If we raise our sights from the narrow concerns of running a single company to the broader sweep of an entire industry, we do, however, start to learn some lessons from history. Back in 1932, the real price of copper (in constant 2007 dollars) was $1.97. By 1974 it was $7.26 (again in 2007 dollars), an almost four-fold increase. The main reason for this huge increase was the demand from the growing network of copper telephone wires that encircled the globe. But it was also because an industry cartel was controlling the supply.

Economists tell us that high profits are supposed to encourage additional capacity, with new facilities opening to increase production and meet rising demand. The people who run cartels, however, love their rising profits, so why would they reduce them? They work to defy economic principles and to maintain the status quo. That’s exactly what the copper cartel did, restricting the number of mines and factories to constrain supply and maximize the profits of the copper companies – pushing the price up even further.

But high profits attracted competition from outside the copper industry. From the 1950s onwards, scientists started exploring the possibilities of fiber optics. But the theoretical problems weren’t solved until 1970, when three scientists, Robert Maurer, Donald Keck and Peter Schultz found a way of using fused silica (a material of extreme purity with a high melting point and low refractive index) to transmit more than 65,000 times more information than copper wires – and with much better transmission quality.

Fiber optics transformed the telecoms industry and heralded the coming of the information age. Since the 1980s over 35 million kilometers of telecommunications lines have been installed worldwide and nearly all of them involved fused silica. Today, technical improvements mean that a single hair’s-breadth fiber is enough to carry tens of thousands of phone calls, transmitting more than 10 billion digital bits per second. That’s equivalent to 20,000 books the size of this one.

Poor old copper. In less than a decade, the vast superiority of fiber optics made copper wire virtually obsolete. Demand for the metal collapsed, most copper companies went bankrupt and employment in the industry fell by 70% in some countries. To save itself from liquidation, Anaconda, once the fourth largest company in the world, was sold to ARCO in 1977. Prices continued to fall, and ARCO ceased all copper-mining activities in 1983. C. Jay Parkinson, the former president of Anaconda, must have regretted what he said in 1968: “This company will still be going strong 100 and even 500 years from now.” Not that anyone can blame him. At that time, the copper cartel was controlling the market, and prices – not to mention profits – had been on the rise for over 35 years. Parkinson had underestimated the incredible power of the market to drive prices down (more about this soon) and thus wreak revenge on the few companies that previously controlled the market. It’s small consolation that plumbers still like to use copper.

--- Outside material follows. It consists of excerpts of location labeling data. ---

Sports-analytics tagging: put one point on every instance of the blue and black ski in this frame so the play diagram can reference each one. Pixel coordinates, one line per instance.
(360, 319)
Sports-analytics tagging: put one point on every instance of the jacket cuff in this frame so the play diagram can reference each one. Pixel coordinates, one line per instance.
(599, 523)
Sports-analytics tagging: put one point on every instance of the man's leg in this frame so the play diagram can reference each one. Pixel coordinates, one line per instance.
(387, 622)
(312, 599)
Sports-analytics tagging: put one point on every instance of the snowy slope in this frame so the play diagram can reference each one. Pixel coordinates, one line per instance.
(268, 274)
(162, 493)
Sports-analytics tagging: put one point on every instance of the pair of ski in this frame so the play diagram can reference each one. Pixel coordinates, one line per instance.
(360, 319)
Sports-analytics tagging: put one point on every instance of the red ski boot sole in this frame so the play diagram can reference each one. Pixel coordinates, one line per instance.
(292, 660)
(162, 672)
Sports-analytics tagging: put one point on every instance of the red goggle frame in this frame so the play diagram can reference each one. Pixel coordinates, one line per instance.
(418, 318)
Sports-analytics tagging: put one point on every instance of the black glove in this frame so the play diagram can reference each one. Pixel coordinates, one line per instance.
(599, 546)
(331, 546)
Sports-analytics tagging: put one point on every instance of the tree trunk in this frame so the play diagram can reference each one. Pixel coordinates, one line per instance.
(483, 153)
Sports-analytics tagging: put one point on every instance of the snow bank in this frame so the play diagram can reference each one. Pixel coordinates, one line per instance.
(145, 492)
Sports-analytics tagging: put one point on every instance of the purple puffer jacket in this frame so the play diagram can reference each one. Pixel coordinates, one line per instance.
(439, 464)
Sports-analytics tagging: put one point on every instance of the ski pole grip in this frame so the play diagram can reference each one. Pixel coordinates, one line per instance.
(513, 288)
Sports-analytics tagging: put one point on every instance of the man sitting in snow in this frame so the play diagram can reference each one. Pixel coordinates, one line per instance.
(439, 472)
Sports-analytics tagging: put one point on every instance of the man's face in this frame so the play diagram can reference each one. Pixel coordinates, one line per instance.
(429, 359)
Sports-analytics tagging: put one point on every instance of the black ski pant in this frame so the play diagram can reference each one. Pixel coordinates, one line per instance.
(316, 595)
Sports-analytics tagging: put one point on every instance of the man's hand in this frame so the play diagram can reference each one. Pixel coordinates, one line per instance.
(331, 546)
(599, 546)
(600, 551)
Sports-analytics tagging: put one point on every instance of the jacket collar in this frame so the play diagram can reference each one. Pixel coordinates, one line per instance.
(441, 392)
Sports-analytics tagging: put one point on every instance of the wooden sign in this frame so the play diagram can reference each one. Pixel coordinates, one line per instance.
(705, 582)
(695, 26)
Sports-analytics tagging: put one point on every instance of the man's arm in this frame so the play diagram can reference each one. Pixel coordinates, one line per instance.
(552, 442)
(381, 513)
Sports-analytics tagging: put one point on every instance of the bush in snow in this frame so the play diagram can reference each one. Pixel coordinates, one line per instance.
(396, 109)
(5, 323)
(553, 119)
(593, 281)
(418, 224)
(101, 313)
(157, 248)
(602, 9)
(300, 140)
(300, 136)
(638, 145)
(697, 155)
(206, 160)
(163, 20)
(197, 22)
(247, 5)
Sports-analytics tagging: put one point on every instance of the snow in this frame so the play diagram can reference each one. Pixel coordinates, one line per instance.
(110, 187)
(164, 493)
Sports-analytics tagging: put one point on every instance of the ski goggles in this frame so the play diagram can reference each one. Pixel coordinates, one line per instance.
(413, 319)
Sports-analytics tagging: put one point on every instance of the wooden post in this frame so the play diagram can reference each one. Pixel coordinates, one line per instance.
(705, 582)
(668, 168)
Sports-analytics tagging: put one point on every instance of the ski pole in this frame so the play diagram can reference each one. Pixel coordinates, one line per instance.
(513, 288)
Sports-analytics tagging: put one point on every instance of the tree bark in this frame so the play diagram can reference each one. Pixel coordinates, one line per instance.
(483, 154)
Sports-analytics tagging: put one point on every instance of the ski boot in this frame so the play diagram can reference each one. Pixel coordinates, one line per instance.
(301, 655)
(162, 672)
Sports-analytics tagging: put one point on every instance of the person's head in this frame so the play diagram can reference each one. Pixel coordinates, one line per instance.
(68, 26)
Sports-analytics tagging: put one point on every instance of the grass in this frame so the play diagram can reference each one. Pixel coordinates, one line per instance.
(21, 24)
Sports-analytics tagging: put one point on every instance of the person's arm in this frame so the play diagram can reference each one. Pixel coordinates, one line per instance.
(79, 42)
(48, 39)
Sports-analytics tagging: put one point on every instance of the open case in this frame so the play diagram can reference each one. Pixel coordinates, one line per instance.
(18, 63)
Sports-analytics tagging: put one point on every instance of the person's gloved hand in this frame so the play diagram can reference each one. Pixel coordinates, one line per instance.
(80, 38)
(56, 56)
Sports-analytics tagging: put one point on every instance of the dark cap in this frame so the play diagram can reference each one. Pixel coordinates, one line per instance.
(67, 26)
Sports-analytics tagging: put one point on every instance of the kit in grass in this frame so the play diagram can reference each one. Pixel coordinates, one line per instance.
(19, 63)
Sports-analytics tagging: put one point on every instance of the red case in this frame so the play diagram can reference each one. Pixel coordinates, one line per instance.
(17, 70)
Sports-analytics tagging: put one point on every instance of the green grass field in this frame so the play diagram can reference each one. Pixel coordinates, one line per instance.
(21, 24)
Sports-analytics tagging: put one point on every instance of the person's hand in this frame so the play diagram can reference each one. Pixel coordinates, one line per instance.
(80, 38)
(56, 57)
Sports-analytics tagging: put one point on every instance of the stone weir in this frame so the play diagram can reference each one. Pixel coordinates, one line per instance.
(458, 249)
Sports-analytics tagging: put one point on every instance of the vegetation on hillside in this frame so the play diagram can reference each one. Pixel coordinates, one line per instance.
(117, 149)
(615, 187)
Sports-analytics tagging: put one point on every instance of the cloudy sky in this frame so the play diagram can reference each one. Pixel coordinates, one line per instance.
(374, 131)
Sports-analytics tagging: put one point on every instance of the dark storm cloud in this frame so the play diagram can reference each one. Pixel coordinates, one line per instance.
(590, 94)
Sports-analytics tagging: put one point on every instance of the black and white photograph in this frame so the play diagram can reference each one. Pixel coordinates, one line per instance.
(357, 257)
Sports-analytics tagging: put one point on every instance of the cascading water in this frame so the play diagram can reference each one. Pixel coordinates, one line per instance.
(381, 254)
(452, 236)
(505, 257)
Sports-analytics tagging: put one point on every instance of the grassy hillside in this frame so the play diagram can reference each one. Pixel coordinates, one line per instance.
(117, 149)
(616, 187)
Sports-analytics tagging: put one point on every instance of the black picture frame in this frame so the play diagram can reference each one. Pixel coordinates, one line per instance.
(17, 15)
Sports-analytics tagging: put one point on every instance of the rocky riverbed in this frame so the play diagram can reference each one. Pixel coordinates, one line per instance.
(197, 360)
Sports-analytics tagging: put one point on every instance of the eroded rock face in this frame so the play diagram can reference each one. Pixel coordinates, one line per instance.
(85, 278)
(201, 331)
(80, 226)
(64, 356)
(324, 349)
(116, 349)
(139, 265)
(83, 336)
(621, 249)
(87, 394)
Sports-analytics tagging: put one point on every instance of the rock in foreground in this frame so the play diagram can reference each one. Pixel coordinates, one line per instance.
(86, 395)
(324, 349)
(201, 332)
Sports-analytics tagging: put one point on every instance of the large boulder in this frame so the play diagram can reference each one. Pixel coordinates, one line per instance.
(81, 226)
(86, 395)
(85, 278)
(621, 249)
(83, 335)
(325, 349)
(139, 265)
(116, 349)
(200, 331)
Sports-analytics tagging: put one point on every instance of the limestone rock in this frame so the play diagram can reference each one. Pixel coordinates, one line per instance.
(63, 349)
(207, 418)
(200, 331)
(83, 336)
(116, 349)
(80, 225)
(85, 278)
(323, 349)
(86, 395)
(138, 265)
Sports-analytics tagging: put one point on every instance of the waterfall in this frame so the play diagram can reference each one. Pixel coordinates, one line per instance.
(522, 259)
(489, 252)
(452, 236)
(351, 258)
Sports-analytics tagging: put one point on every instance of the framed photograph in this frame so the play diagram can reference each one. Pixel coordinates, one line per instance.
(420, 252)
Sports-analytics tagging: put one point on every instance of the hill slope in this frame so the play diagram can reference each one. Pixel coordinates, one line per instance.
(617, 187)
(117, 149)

The key to understanding this tragic tale of an industry that got its just desserts lies in the fact that Maurer, Keck and Schultz came from another world entirely. They worked for Corning Glass, a company that had no connections whatsoever with the telecommunications industry, let alone the copper business. It produced ordinary, everyday glass products. In other words, the threat to copper came from outside and, with absolutely no warning, took an entire industry down. Corning Glass didn’t care if the copper industry was destroyed. On the contrary: the faster the destruction, the bigger its own revenues and profits.

Parkinson and his peers in the industry should have known it would happen sooner or later. But they only cared for their short term profits, not to mention their huge salaries and hefty bonuses (which were increasing even faster than their companies’ revenues). Any economics undergraduate could have told them that competition to an industry all too often comes from outside. Over-inflated profits are very attractive, and outsiders don’t worry about oversupply reducing prices. Nor do they give a damn whether an industry collapses. As it happens, neither should we (though we should retain the nugget of economic wisdom that the story of copper offers). No doubt, shareholders and employees suffered, but society as a whole gained immensely. If we’d stuck with copper, there’d be no internet, no e-mail, no free calls from Skype, no Google. One industry collapsed, but others rose phoenix-like in its place, creating new jobs and profits for new shareholders – bringing people together across oceans and time zones at little or no extra cost. Technologically, the world is a better place for the demise of copper wires.